De rechtbank concludeerde dat het EAB voldeed aan de eisen van de OLW en dat er geen weigeringsgronden waren die aan de overlevering in de weg stonden. De rechtbank heeft de overlevering toegestaan, waarbij zij opmerkte dat de opgeëiste persoon niet voldeed aan de voorwaarden voor gelijkstelling met een Nederlander op basis van artikel 6a OLW, omdat hij niet kon aantonen dat hij de afgelopen vijf jaar ononderbroken rechtmatig in Nederland had verbleven. De rechtbank heeft de overlevering goedgekeurd, en de uitspraak is openbaar uitgesproken.

Uitspraak

RECHTBANK AMSTERDAM

INTERNATIONALE RECHTSHULPKAMER

Parketnummer: 13-177410-24
Datum uitspraak: 7 augustus 2024
UITSPRAAK
op de vordering van 31 mei 2024 van de officier van justitie bij deze rechtbank tot het in behandeling nemen van een Europees aanhoudingsbevel (EAB). [1]
Dit EAB is uitgevaardigd op 8 mei 2024 door
the Regional Court in Zamość, Polen (hierna: de uitvaardigende justitiële autoriteit) en strekt tot de aanhouding en overlevering van:
[opgeëiste persoon],
geboren op [geboortedag] 1979 te [geboorteplaats] (Polen),
inschrijvingsadres in de Basisregistratie Personen:
[adres],
hierna ‘de opgeëiste persoon’.

1.Procesgang

De behandeling van het EAB heeft plaatsgevonden op de zitting van 24 juli 2024, in aanwezigheid van mr. S.J. Wirken, officier van justitie. De opgeëiste persoon is verschenen en is bijgestaan door zijn raadsman, mr. T. Kocabas, advocaat in Zoetermeer en door een tolk in de Poolse taal.
De rechtbank heeft de termijn waarbinnen zij op grond van de Overleveringswet (OLW) uitspraak moet doen over de verzochte overlevering met 30 dagen verlengd. [2]

2.Identiteit van de opgeëiste persoon

Ter zitting heeft de opgeëiste persoon verklaard dat de bovenvermelde persoonsgegevens juist zijn en dat hij de Poolse nationaliteit heeft.

3.Grondslag en inhoud van het EAB

Het EAB vermeldt een vonnis van
the District Courtin Zamość van 27 juli 2020 met referentienummer II K 245/19 en een arrest in hoger beroep van
the Regional Courtin Zamość van 27 november 2020, met referentienummer II Ka 413/20.
De overlevering wordt verzocht ten behoeve van de tenuitvoerlegging van een vrijheidsstraf voor de duur van één jaar, door de opgeëiste persoon te ondergaan op het grondgebied van de uitvaardigende lidstaat.

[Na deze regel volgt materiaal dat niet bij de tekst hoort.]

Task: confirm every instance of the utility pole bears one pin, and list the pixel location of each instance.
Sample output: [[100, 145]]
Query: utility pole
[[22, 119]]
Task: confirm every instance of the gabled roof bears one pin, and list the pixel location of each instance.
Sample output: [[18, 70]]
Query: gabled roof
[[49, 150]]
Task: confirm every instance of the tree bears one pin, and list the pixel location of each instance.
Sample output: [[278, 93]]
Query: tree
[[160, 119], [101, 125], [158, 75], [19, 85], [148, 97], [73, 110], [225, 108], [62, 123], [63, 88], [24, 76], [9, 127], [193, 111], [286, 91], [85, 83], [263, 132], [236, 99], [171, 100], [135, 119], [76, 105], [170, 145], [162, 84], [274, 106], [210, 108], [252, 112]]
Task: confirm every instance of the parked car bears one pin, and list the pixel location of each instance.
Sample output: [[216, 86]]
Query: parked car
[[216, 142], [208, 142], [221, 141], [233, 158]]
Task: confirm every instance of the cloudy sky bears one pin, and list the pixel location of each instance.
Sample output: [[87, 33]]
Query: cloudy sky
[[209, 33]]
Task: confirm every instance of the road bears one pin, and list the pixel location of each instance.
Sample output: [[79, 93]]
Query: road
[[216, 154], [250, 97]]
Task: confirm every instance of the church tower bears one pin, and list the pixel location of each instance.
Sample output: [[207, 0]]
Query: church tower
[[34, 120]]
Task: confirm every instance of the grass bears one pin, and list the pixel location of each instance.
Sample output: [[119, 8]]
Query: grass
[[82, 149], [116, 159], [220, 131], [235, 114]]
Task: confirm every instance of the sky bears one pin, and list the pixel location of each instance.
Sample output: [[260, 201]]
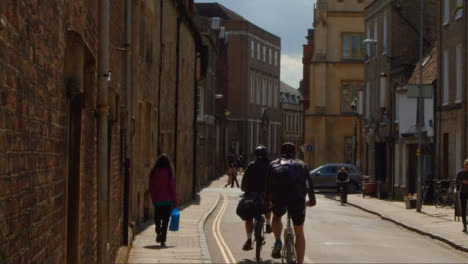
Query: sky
[[288, 19]]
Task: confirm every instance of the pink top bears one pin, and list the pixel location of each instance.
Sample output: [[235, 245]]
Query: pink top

Van deze straf resteert volgens het EAB nog elf maanden en 28 dagen. De vrijheidsstraf is aan de opgeëiste persoon opgelegd bij het hiervoor genoemde vonnis.
Dit vonnis betreft het feit zoals dat is omschreven in het EAB. [3]
3.1
Weigeringsgrond als bedoeld in artikel 12 OLW
Standpunt van de verdediging
De raadsman verzoekt de rechtbank de overlevering te weigeren op grond van artikel 12 OLW. De opgeëiste persoon was niet aanwezig bij de zitting in hoger beroep waarbij definitief de straf is opgelegd en er doen zich geen van de omstandigheden als bedoeld in artikel 12, onder a tot en met d, OLW voor. Ook is er anderszins geen reden af te zien van weigering op grond van artikel 12 OLW. De raadsman heeft ter onderbouwing van zijn standpunt een proces-verbaal van de aanhouding van de opgeëiste persoon van 1 april 2017 overgelegd in de Poolse taal en daarnaast een vertaling van dit proces-verbaal in de Engelse taal.
Standpunt van de officier van justitie
De officier van justitie stelt zich op het standpunt dat de weigeringsgrond van artikel 12 OLW van toepassing is. Van deze weigeringsgrond kan echter worden afgezien, nu geen sprake is van schending van de verdedigingsrechten van de opgeëiste persoon. Uit het EAB en de aanvullende informatie blijkt dat de opgeëiste persoon een adresinstructie heeft gekregen die zich ook uitstrekte tot aan het hoger beroep.
Oordeel van de rechtbank
Als het proces in twee opeenvolgende instanties heeft plaatsgevonden, namelijk een eerste aanleg gevolgd door een procedure in hoger beroep, dan is de laatste van die beslissingen relevant voor de beoordeling of is voldaan aan de vereisten van artikel 4 bis, eerste lid, Kaderbesluit 2002/584/JBZ en artikel 12 OLW, voor zover daartegen geen gewoon rechtsmiddel meer openstaat en daarom de zaak ten gronde definitief is afgedaan. [4]
De rechtbank leidt uit het dossier af dat in dit geval de procedure die heeft geleid tot het arrest van
the Regional Courtin Zamość van 27 november 2020 met referentienummer II Ka 413/20 getoetst moet worden aan artikel 12 OLW.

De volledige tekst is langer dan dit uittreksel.